Walker AS., Ford D., Mulenga V., Thomason MJ., Nunn A., Chintu C., Gibb DM., Bangsberg DR.
In the CHAP randomized placebo-controlled trial of cotrimoxazole prophylaxis in HIV-infected Zambian children conducted between 2001 and 2003, cotrimoxazole was associated with significant mortality reductions. In a secondary analysis we used Cox regression models to estimate the association between adherence measured by bottle weights and caregiver report and subsequent mortality in children surviving >28 days (n = 496, 153 deaths).

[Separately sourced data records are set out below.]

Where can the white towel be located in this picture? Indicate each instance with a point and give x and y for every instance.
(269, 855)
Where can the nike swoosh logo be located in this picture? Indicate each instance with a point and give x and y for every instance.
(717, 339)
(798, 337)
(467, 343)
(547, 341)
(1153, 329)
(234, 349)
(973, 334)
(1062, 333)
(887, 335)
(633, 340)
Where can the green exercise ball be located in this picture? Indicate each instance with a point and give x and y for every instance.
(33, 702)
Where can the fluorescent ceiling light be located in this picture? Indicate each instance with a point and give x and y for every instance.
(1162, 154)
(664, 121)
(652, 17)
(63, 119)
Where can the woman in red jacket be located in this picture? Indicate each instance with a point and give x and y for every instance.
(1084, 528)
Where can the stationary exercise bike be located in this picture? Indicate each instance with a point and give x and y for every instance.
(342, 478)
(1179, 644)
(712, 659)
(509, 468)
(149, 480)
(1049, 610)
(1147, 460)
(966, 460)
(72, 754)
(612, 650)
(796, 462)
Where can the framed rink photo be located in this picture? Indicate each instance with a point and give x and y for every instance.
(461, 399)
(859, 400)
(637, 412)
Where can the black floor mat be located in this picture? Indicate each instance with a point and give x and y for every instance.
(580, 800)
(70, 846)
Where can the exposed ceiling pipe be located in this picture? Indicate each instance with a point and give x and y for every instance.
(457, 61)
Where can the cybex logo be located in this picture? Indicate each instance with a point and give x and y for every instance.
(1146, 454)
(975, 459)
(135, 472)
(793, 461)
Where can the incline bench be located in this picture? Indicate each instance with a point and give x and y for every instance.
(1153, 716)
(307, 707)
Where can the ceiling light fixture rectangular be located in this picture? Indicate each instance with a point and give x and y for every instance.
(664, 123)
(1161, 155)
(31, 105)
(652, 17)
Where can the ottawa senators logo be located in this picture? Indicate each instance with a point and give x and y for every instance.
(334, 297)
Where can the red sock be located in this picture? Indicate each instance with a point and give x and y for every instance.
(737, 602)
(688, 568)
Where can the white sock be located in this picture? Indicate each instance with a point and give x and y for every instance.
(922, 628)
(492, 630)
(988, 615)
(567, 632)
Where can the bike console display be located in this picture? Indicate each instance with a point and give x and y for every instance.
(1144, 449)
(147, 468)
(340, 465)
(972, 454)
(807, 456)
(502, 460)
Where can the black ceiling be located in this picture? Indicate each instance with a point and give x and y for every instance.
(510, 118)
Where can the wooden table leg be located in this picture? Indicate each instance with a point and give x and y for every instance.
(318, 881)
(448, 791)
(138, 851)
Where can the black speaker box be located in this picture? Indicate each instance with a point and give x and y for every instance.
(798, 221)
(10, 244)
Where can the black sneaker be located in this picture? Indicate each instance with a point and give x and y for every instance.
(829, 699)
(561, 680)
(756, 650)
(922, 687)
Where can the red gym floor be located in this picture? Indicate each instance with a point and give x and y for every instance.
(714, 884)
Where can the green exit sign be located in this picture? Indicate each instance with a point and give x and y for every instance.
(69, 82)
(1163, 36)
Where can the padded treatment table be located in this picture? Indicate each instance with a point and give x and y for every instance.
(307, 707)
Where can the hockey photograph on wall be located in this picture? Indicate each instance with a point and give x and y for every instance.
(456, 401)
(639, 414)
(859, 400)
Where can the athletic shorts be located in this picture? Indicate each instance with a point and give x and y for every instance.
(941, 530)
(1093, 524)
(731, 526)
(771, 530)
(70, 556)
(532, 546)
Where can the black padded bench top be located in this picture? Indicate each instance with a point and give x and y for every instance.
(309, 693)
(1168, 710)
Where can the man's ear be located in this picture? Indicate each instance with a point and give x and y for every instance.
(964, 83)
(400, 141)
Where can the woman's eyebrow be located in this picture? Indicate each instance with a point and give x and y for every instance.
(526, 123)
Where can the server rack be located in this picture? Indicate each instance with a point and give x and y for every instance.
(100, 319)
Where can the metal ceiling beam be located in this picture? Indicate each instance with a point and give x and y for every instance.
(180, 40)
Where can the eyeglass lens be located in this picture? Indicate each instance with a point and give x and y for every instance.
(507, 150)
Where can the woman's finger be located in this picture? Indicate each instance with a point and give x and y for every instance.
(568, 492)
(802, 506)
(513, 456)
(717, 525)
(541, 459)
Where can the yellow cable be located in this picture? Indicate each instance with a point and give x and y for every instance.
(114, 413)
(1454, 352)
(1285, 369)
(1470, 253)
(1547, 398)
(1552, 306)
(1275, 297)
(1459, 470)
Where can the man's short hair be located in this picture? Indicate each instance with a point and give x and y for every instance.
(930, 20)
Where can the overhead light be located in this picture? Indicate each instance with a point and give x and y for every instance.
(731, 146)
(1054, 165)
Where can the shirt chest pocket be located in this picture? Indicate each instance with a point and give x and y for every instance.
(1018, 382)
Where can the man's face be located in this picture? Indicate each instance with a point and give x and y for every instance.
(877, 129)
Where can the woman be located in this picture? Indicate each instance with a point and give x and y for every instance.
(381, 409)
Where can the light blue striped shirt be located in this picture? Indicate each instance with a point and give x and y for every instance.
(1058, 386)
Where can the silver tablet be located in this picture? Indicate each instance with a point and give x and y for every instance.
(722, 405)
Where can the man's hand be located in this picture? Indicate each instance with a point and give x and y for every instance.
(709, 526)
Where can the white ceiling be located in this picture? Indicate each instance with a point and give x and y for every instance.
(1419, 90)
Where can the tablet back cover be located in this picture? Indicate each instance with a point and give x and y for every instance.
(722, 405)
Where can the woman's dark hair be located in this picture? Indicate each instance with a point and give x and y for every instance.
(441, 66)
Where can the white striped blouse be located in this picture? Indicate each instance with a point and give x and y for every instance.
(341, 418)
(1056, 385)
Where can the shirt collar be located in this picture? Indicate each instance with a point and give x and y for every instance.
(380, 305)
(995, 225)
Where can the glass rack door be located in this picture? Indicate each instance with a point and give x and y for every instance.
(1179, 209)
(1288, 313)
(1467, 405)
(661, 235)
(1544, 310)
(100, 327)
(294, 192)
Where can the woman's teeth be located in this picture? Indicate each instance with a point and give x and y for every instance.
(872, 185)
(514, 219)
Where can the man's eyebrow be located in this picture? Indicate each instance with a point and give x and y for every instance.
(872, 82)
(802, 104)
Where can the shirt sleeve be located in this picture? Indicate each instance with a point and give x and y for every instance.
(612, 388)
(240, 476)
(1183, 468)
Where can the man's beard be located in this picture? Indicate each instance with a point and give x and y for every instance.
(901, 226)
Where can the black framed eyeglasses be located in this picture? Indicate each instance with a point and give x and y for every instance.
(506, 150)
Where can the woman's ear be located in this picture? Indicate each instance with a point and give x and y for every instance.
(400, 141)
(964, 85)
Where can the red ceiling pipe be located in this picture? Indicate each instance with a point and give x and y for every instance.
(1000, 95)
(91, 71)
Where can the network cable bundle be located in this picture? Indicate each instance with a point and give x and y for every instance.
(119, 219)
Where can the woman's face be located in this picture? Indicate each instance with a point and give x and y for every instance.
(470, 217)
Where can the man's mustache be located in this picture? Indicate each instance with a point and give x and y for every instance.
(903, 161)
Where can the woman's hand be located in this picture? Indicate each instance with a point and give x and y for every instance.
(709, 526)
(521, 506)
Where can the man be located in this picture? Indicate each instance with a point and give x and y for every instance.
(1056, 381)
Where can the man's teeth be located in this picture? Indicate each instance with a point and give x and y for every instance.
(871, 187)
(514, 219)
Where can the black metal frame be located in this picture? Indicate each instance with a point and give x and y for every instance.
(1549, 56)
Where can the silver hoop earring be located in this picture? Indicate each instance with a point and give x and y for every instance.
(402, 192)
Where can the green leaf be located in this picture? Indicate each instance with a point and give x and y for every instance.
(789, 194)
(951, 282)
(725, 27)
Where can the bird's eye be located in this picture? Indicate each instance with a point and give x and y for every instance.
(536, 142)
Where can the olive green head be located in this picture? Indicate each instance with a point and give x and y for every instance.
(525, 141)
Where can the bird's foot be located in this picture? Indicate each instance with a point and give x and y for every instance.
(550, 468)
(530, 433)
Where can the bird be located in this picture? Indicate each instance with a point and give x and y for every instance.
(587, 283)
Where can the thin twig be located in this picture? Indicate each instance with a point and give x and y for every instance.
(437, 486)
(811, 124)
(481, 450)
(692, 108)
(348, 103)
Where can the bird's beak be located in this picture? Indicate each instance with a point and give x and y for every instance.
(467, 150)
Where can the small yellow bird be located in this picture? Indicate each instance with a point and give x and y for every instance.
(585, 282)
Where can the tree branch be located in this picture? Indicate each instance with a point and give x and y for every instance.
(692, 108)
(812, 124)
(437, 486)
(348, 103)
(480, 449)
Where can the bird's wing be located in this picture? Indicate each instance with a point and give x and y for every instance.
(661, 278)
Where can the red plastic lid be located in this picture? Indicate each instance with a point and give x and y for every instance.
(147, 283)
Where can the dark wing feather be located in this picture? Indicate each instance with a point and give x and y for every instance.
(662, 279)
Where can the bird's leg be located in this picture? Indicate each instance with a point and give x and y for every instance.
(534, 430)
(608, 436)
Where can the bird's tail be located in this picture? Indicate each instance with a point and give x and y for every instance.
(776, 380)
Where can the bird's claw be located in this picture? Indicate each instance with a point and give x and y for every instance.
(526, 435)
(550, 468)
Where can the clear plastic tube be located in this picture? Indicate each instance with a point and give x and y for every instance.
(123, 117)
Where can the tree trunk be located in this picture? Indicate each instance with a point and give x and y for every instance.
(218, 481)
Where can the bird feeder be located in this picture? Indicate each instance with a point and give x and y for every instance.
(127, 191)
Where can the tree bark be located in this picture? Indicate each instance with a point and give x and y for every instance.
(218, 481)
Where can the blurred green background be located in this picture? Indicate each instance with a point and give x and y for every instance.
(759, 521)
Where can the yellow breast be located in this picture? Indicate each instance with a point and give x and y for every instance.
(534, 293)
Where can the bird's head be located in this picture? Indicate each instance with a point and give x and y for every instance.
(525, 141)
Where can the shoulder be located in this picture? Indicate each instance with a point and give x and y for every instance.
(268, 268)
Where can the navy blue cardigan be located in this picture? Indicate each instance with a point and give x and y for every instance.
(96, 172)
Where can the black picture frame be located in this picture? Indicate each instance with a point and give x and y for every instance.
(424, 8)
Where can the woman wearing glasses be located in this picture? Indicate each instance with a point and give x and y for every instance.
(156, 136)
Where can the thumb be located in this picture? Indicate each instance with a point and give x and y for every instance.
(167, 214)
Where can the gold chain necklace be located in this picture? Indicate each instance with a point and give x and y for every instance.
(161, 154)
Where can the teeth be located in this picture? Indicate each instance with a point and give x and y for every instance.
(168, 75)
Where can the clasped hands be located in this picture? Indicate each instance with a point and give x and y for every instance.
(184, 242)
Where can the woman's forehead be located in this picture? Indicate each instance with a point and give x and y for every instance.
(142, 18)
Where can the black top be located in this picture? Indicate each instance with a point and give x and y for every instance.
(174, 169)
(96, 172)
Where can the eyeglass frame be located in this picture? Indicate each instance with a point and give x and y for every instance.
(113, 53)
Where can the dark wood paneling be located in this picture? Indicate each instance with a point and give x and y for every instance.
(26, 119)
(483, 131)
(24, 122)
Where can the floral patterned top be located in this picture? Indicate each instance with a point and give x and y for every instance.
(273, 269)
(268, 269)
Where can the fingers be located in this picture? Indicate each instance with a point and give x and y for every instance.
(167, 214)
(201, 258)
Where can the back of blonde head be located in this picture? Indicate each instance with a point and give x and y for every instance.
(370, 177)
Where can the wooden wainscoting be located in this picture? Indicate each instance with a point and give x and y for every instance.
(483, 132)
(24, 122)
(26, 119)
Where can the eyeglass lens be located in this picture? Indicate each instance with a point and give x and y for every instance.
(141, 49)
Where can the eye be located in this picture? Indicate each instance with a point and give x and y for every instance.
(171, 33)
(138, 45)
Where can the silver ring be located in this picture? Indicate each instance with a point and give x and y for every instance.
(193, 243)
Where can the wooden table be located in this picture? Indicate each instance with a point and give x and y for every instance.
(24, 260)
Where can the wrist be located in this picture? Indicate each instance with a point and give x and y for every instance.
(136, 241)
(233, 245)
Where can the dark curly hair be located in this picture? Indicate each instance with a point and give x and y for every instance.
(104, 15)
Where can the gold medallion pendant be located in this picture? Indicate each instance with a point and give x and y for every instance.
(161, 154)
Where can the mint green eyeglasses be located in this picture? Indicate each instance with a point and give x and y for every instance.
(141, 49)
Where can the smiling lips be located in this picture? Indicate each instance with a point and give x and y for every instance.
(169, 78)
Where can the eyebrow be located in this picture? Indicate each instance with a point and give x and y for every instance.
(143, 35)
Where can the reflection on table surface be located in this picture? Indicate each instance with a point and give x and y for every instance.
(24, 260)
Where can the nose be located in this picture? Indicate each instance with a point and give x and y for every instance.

Adherence was high and similar in both cotrimoxazole and placebo groups; adherence from bottle weights was 100% at 71% of visits, while caregivers reported 100% adherence at 79% of visits. Every 10% lower adherence to cotrimoxazole or placebo measured by bottle weights was associated with a 10-11% increase in mortality risk. Effects remained after adjustment for baseline predictors of survival and for current and recent change in primary caregiver. Caregiver-reported adherence was not associated with survival. The association between bottle-weight adherence to placebo and survival is likely capturing unmeasured caregiver effects, whose identification will be essential for quantifying the impact of antiretroviral therapy (ART) adherence on clinical outcomes in children.